Blurred lines

by Rick Johansen

I’m a bit peeved this morning. Someone has nicked the riff from one of the songs I wrote back when I was young and turned it into a very good pop tune. I am tempted to sue, like Marvin Gaye’s estate did when Robin Thicke and Pharrell Williams were accused of plagiarising Gaye’s Got To Give It Up with their Blurred Lines. The court judgement declared that Thicke and Williams were both guilty and had for fork out over $5 million by way of compensation. I am wondering if I should try the same thing, but there is one small problem. The riff is in my head and nowhere else. I didn’t really ‘write’ anything down.

The song that has clearly ripped me off is called Thick Of The Honey by the New Zealand indie musician Fazerdaze and I have to say I really like it. And if the rest of her work is as good as this, I suspect I could be investing some cash by buying it.  But how did she come to find my riff?

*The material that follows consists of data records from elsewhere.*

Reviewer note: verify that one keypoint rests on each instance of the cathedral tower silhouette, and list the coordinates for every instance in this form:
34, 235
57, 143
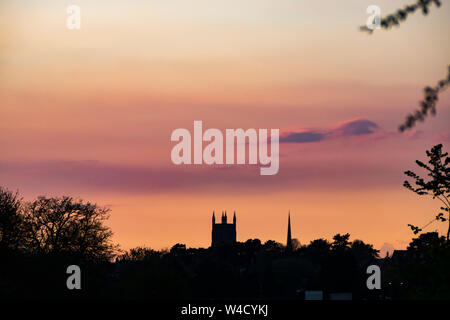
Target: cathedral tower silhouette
223, 232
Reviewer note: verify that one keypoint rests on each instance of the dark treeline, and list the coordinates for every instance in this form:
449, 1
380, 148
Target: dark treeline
41, 238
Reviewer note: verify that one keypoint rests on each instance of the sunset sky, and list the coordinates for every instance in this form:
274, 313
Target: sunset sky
89, 113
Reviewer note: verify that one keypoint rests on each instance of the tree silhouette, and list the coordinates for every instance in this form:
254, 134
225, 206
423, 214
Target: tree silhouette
66, 225
11, 232
428, 104
437, 186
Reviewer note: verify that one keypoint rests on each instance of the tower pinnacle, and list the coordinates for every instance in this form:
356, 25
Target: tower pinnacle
289, 237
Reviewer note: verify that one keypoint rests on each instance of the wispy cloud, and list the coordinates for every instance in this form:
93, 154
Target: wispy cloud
355, 127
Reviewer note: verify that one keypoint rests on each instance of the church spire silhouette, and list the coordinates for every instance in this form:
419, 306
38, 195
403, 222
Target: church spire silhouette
289, 237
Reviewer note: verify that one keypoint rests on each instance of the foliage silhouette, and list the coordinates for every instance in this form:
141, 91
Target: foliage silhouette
428, 104
437, 186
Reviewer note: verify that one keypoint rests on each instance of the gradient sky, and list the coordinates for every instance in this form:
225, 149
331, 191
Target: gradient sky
89, 113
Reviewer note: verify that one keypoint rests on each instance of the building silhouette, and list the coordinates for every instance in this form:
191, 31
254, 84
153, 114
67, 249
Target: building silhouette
223, 232
289, 237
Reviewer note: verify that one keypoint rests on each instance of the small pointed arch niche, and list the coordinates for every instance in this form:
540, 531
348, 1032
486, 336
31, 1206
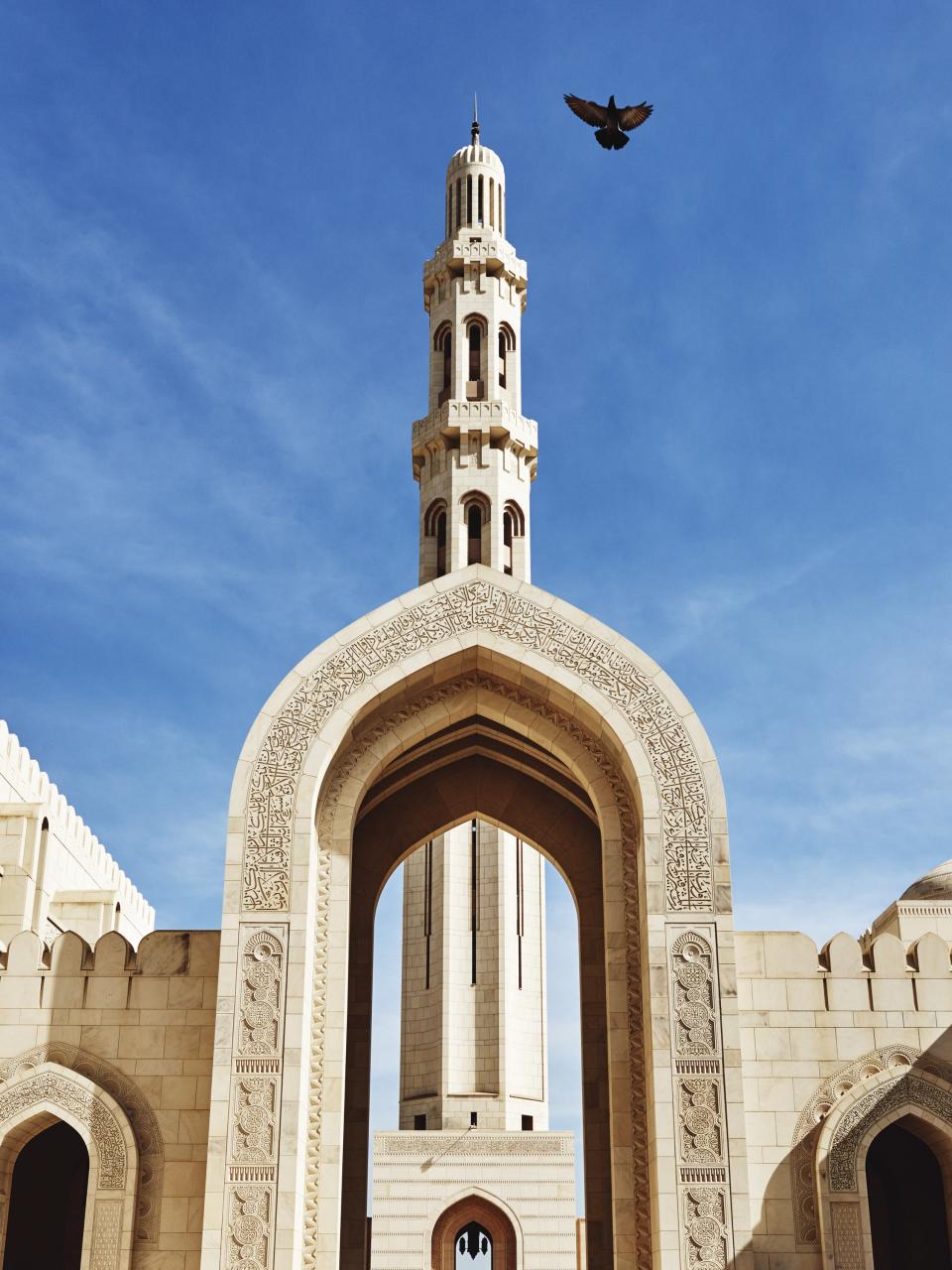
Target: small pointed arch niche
476, 330
474, 1232
434, 529
506, 344
443, 361
476, 517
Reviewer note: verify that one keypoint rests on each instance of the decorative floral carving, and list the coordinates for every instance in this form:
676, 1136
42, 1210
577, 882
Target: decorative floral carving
847, 1237
699, 1114
84, 1106
345, 766
705, 1210
143, 1121
693, 996
255, 1110
477, 606
250, 1218
107, 1227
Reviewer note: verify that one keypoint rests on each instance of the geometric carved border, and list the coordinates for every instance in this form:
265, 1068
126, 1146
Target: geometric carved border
143, 1121
335, 783
470, 606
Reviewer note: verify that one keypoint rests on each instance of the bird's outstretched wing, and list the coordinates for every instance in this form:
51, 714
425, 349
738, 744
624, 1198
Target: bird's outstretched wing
631, 116
593, 113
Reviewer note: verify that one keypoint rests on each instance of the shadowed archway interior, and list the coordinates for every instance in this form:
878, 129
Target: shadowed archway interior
906, 1203
477, 767
48, 1202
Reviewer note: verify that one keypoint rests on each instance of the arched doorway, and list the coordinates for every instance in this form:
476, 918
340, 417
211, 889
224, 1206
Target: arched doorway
906, 1202
49, 1202
313, 760
474, 1233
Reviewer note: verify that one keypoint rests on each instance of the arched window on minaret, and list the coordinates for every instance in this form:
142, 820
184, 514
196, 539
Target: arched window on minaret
507, 344
475, 517
513, 527
434, 526
443, 350
476, 331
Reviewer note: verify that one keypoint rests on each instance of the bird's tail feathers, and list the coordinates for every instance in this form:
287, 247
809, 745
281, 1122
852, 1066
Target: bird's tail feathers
611, 139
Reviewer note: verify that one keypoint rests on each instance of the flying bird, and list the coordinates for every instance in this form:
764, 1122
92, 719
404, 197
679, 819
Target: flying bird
611, 121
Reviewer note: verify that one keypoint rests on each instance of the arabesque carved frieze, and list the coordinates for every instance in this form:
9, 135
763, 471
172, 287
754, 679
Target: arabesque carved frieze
81, 1105
479, 606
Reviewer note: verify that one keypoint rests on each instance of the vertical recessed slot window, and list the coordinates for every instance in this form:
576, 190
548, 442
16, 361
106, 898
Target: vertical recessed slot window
474, 536
474, 898
440, 544
520, 901
428, 915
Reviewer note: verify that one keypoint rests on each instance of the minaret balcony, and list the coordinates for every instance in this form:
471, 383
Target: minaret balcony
495, 420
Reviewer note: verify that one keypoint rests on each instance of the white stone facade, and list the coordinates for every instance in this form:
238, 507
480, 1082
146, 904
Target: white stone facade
416, 1176
55, 875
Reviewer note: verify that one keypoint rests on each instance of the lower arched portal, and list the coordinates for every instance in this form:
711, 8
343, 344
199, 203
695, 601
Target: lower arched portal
907, 1216
474, 1233
48, 1202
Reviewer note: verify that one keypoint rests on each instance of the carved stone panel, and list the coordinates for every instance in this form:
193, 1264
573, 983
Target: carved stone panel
705, 1216
255, 1096
107, 1230
847, 1237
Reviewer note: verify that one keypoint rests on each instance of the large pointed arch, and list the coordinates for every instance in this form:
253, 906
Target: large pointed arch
665, 913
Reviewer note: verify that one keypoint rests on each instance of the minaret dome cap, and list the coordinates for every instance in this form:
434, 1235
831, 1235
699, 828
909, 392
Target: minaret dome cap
472, 157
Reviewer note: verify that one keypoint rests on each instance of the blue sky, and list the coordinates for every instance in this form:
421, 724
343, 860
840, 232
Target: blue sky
212, 344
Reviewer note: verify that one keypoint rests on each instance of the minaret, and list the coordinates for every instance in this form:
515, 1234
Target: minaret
472, 1044
475, 452
474, 1151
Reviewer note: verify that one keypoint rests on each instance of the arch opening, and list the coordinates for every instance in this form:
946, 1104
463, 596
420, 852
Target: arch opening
479, 770
907, 1206
48, 1202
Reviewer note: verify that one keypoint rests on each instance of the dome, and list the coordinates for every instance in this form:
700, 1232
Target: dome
475, 155
936, 884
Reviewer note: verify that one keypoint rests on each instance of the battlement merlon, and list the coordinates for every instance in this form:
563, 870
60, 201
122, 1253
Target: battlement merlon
55, 874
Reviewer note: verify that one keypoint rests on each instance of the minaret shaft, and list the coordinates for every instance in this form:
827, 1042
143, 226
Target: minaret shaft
474, 1001
475, 452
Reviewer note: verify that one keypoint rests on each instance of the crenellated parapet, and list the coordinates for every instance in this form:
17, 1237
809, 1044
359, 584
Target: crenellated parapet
55, 874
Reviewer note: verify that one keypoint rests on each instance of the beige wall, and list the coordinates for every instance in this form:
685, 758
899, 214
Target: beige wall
141, 1026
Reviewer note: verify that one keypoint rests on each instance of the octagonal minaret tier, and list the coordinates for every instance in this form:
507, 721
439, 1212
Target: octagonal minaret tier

Somewhere in the loft, I have volumes of song lyrics, poems and vivid descriptions of the goals I scored in my less than stellar football ‘career’. If I could be bothered to search for and find them, doubtless I could entertain myself by singing them. Titles like Meet Me On The Island, Lost Horizons and Gonna Be The President are among my better songs and the lyrics are in my volumes, although the music is stored in what’s left of my brain. Quite how I expected to make my fortune when I couldn’t write a note of music nor play an instrument, I may never know. I did actually buy an electric guitar and an amp in the 1970s, assuming that I’d be able to start playing straight away. Imagine my shock when I couldn’t?

My best song, Meet Me On The Island, actually has, in my view, a decent tune, even though the lyrics are quite clunky. Have a look at the chorus:

Won’t you meet me on the island, where we can both be free. Won’t you meet me on the island, it’s just across the sea.”

Were you singing along? They don’t write ’em like that anymore, do they?

My big fear is that Fazerdaze might now rip off my lyrics now that she has gotten away with nicking my riff. It’s not that I have the first idea to copyright something and, it’s fair to say, the odds of me achieving fame as a singer/songwriter are more remote than they ever were.

At least I can have the pleasure of hearing my riff played on the radio and pretend my bank account is bursting with royalties. It’s a bloody good riff, even though I say so myself.